As part of this ongoing series looking at infrastructure surrounding rural undeveloped sites, we examine septic systems. In most instances, rural building sites require private sewage disposal in the form of a septic disposal system. When reviewing property, one question to ask is whether a percolation or “perk test” has been conducted on the site. This test will indicate the type of soils on the parcel and whether a traditional septic system consisting of a holding tank, pump and drain field is possible. If the site does not have the type of soils to allow a simple septic system, or has a high water table or too much ledge, then alternative septic waste disposal systems must be explored.

Mound Systems
Mound systems overcome poor septic soils by adding a supply of gravel and sand to process the liquid effluent. Mound systems have an extra chamber, called a dosing chamber, that collects liquid and when a certain amount is accumulated, a pump distributes it over the gravel and sand media in the leaching field in the mound for filtering. The dosing chamber requires venting, and mound systems in general need some monitoring to ensure proper functioning. Depending on the size of the home —many municipalities size septic systems based on number of bedrooms— a mound system can be considerably more expensive and can also become a large feature on a small parcel. Sand, gravel and sometimes topsoil will need to be trucked in to build a mound system, so costs will be subject to local variables.
While the mound system can be costly, a number of newer septic designs have been developed that are more compact and easier to incorporate into an overall site infrastructure. Below are some of the current options available and will vary in costs and area requirements.

Plastic Chamber Leach Field— These plastic pipes provide a void that eliminates the need for gravel and distributes the liquids more effectively than a traditional field. These can often support a traffic load when buried under 12 inches of soil, making them good choices for small lots. The additional investment in plastic components is somewhat offset by the reduced amount of sand and gravel required.

Pressurized Dosing— This method uses a holding tank and pump to pressurize and distribute the liquid waste more efficiently in the leach field. Many times these are paired with a drip irrigation system.

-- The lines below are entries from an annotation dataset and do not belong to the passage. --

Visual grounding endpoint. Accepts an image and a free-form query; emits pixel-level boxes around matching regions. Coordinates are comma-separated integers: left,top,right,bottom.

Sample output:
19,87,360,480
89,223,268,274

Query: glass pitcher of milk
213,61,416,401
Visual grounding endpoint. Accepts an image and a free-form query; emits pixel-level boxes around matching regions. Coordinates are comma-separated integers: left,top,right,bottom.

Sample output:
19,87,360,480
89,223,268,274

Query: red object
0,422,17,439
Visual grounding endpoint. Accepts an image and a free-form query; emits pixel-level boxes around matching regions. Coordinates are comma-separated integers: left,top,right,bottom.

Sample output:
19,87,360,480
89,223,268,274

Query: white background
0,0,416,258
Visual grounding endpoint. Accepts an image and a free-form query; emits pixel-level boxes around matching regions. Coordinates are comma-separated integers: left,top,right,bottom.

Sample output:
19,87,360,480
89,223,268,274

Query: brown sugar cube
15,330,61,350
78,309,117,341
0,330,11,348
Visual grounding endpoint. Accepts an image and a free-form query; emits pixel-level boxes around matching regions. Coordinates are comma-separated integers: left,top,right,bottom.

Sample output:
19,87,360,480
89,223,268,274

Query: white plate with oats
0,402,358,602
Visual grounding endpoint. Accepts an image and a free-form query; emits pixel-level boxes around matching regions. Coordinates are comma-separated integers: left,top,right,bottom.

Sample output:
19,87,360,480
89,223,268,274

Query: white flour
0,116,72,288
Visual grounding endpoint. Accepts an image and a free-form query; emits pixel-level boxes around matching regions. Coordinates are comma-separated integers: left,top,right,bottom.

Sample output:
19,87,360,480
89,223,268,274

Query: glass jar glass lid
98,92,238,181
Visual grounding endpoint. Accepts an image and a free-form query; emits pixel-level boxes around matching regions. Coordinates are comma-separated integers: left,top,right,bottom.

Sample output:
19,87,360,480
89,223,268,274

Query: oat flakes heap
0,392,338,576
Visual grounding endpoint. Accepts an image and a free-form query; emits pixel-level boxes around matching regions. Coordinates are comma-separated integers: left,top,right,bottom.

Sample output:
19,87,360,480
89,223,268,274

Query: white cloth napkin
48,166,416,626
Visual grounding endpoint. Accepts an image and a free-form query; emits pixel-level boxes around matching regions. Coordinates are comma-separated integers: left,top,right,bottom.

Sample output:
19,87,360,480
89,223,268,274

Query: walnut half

Drip Irrigation System— This uses a pump to distribute the liquids through a filtering agent, sometimes a fabric or combination of fabric and sand to perforated tubes to irrigate landscaping or lawns.

Recirculating Sand Filter — When a high water table is the challenge, a recirculating sand filter system may be the answer. This system also uses two tanks, and creates a chamber filled with sand and fabric filters to filter waste water, which is then pumped into a more traditional leach field. This pre-treats waste water before it reaches the ground and protects the ground water from contamination in a traditional leach septic system.

Composting Alternative Options
All of these septic systems require electric pumps to achieve safe wastewater treatment. But what if you want to go off-grid? A combination of solar panels and batteries can certainly power a septic disposal system. But many homeowners seeking an alternative turn to a manufacturer of composting toilet systems, Clivus Multrim Inc. This company has developed advanced composting and graywater systems that have domestic household applications. Their Foam-Flush toilets (left) use minimal amounts of water and specialized soap to flush a toilet in a similar effect to regular household plumbing. These composting toilet systems are paired with graywater systems for all other household water—showers, sinks, appliances— that collects and then distributes this water to landscaping and gardens that completes the recycling process.  Composting toilets and graywater systems do require a more informed approach to household tasks, and may not suit everyone.

As with any major expenditure in infrastructure, it’s a good idea to enlist the advice of a professional septic company, and review your building site with a septic pro to understand the potential costs, challenges and solutions.